This series has been quite soul-baring for me. Here we go again. I’m ashamed to say I really struggle with feeling the need to defend myself to others. Why is that?
Believe me, I’ve analyzed this one until I’m blue in the face! I want to get to the root of getting defensive. It’s just not an attractive quality, have you noticed?
I find that I get defensive when I:
- feel misunderstood
- feel misjudged
- feel like the other person hasn’t heard me correctly
- feel ganged up on
- feel misrepresented
- feel like I’ve lost something
- Ask honest questions instead of building your defense. Sometimes we grow defensive simply because we have misunderstood the other person’s words, motives, or actions. Ask for and seek clarity. In doing so, you’ll create an atmosphere for honest, peaceful exchange of ideas rather than a battlefield. (Oh my! I need this!) (Proverbs 20:5)
- Entrust yourself to God. You can be assured that He sees what is going on and assesses it correctly. Trust Him and not yourself. (Genesis 16:13 & Proverbs 3:5)
- Be quick to hear, slow to speak, slow to anger. I know. That’s a Bible verse (James 1:19 to be exact) and that makes it a hard thing to do. But we can practice those three disciplines to make them work for us! Concentrate on listening to the other person. Make it your job to gather information! Try to hold off on speaking as long as you possibly can, giving yourself an opportunity to speak more wisely and lovingly. Finally, keep those weapons on the ground. Refuse to pick them up!
- Consider the other person. My husband has wisely reminded me again and again, “Hurting people hurt people.” Could the person who is seemingly hurting you be hurting themselves? You’re less likely to fire back at a wounded person, wouldn’t you say? (Philippians 2:3)
- Speak truth to yourself. If the other person has hurt your feelings with destructive words, instead of firing back, retreat to a quiet place where you can heal your wounds with the soothing ointment of biblical truth. (Psalm 42:5)
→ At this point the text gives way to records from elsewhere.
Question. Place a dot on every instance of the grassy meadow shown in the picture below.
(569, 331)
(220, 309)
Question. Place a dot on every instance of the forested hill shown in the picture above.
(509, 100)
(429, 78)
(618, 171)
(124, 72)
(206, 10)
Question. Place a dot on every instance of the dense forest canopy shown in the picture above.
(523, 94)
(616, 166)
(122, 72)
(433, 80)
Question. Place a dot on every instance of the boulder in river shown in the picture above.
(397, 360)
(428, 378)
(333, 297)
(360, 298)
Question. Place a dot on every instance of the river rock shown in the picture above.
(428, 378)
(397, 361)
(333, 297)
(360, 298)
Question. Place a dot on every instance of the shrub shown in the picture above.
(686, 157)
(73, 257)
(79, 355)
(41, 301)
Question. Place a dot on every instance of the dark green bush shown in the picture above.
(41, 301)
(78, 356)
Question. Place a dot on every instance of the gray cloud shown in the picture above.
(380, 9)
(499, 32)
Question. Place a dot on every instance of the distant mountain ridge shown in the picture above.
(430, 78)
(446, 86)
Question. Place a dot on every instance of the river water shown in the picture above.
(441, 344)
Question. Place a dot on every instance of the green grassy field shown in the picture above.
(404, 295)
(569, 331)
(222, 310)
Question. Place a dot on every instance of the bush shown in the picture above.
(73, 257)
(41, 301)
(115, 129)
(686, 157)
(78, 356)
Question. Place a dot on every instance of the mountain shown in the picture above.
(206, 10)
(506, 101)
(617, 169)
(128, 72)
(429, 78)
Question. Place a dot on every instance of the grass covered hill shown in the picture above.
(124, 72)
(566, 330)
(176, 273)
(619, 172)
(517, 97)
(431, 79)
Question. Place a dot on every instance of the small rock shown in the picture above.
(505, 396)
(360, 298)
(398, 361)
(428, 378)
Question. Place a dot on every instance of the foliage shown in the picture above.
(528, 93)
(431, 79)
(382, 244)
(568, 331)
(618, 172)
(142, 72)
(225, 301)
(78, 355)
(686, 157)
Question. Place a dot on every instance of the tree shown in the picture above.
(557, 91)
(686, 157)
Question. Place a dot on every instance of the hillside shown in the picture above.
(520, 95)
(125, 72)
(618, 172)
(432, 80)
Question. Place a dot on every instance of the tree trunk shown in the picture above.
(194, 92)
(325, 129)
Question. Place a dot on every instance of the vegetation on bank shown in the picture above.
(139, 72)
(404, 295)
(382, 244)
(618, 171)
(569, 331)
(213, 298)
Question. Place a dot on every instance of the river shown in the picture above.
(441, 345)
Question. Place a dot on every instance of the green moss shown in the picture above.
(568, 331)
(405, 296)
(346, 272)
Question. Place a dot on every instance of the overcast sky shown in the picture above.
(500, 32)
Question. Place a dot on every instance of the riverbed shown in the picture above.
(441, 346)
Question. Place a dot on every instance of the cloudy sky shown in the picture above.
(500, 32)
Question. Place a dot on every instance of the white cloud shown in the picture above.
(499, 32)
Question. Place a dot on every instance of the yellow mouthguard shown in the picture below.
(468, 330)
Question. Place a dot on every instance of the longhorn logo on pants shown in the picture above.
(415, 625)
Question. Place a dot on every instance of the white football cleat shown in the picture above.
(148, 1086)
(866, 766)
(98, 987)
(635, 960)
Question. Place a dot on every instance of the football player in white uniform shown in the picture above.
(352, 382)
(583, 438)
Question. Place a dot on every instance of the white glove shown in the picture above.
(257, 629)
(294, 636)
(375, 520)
- Put the weapons down. Remember, our battle is not against flesh and blood, but against the evil one who seeks to destroy every good thing God has created, including your testimony, your relationships, and your calling. The armor with which we fight him is all spiritual armor. But when you put on carnal battle array, such as hammering sarcasm, harsh accusations, or stinging words, and defend yourself to another person, you will destroy the good with the bad. (Ephesians 6:12)
- Keep a sense of humor. This isn’t always easy, but I find it helps if I don’t take myself or the moment so seriously.
I don’t want to be a defensive person, someone with whom people feel they must walk on eggshells. Know what I mean? I want to be gracious and easy-to-be-with. I want to be the kind of person who creates an atmosphere for easy exchange of ideas, not a battlefield. Sometimes the other person creates that kind of situation, but I can still refuse to pick up the weapons of battle. Instead I can diffuse the tension with a sense of humor, a little grace, and trust in my God.